Le phénomène de résonance est présent dans de nombreux domaines de la physique et est utilisé dans de très nombreuses applications, de la balançoire aux accélérateurs de particules. Parfois embêtant, il peut aussi s’avérer fort utile, voire indispensable.

Un peu d’étymologie pour commencer. On a tendance à associer la résonance au domaine de l’acoustique dans le langage courant signifiant « prolongation de la durée d’un son » depuis le 14ème siècle mais cette définition n’est plus d’actualité puisque la résonance peut s’étendre à tous les phénomènes ondulatoires dans lesquels une onde peut se propager et induire une vibration. En dehors des ondes acoustiques, on peut citer les ondes sur cordes vibrantes, les ondes sismiques, les vagues ou encore les ondes électromagnétiques comme la lumière ou la radio.

Si on s’intéresse aux ondes mécaniques, toute structure possède des fréquences propres, c’est-à-dire des fréquences auxquelles une structure mécanique peut vibrer si on excite cette fréquence particulière.
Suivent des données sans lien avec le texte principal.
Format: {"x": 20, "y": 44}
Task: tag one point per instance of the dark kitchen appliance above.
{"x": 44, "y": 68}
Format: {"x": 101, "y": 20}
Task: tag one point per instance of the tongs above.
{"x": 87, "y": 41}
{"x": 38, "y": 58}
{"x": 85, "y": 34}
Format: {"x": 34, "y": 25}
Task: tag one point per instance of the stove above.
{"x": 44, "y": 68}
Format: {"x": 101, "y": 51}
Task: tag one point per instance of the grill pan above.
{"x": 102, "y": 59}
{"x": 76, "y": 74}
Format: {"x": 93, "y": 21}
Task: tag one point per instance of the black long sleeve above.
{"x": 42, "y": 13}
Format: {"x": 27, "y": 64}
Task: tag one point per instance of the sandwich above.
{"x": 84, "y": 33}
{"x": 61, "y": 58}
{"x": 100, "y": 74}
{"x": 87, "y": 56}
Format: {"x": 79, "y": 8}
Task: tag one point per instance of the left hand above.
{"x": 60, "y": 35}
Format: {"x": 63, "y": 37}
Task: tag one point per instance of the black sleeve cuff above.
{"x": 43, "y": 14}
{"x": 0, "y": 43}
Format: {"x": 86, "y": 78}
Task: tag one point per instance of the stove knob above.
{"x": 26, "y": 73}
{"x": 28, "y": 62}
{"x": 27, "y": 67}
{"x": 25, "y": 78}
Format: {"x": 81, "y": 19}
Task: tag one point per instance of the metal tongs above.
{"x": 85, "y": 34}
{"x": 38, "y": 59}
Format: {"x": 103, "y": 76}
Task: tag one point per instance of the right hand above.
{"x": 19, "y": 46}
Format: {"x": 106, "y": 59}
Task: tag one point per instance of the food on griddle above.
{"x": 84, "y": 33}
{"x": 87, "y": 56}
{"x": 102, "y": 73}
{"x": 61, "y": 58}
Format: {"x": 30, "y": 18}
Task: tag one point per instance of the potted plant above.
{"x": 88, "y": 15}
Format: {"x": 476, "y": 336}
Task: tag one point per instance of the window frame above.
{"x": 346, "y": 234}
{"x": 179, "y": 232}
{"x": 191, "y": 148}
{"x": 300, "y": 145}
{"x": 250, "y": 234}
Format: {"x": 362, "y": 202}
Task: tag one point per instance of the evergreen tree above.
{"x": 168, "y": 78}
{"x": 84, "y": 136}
Le meilleur exemple est sans doute la balançoire : en tendant les jambes à un moment bien précis, on donne une impulsion de manière répétée à intervalle régulier (à une fréquence constante), induisant une oscillation. Dans le cas de la balançoire, les équations de la mécanique nous permettent de calculer précisément la fréquence de résonnance (ou d’un pendule simple), qui est fonction de l’amplitude du mouvement.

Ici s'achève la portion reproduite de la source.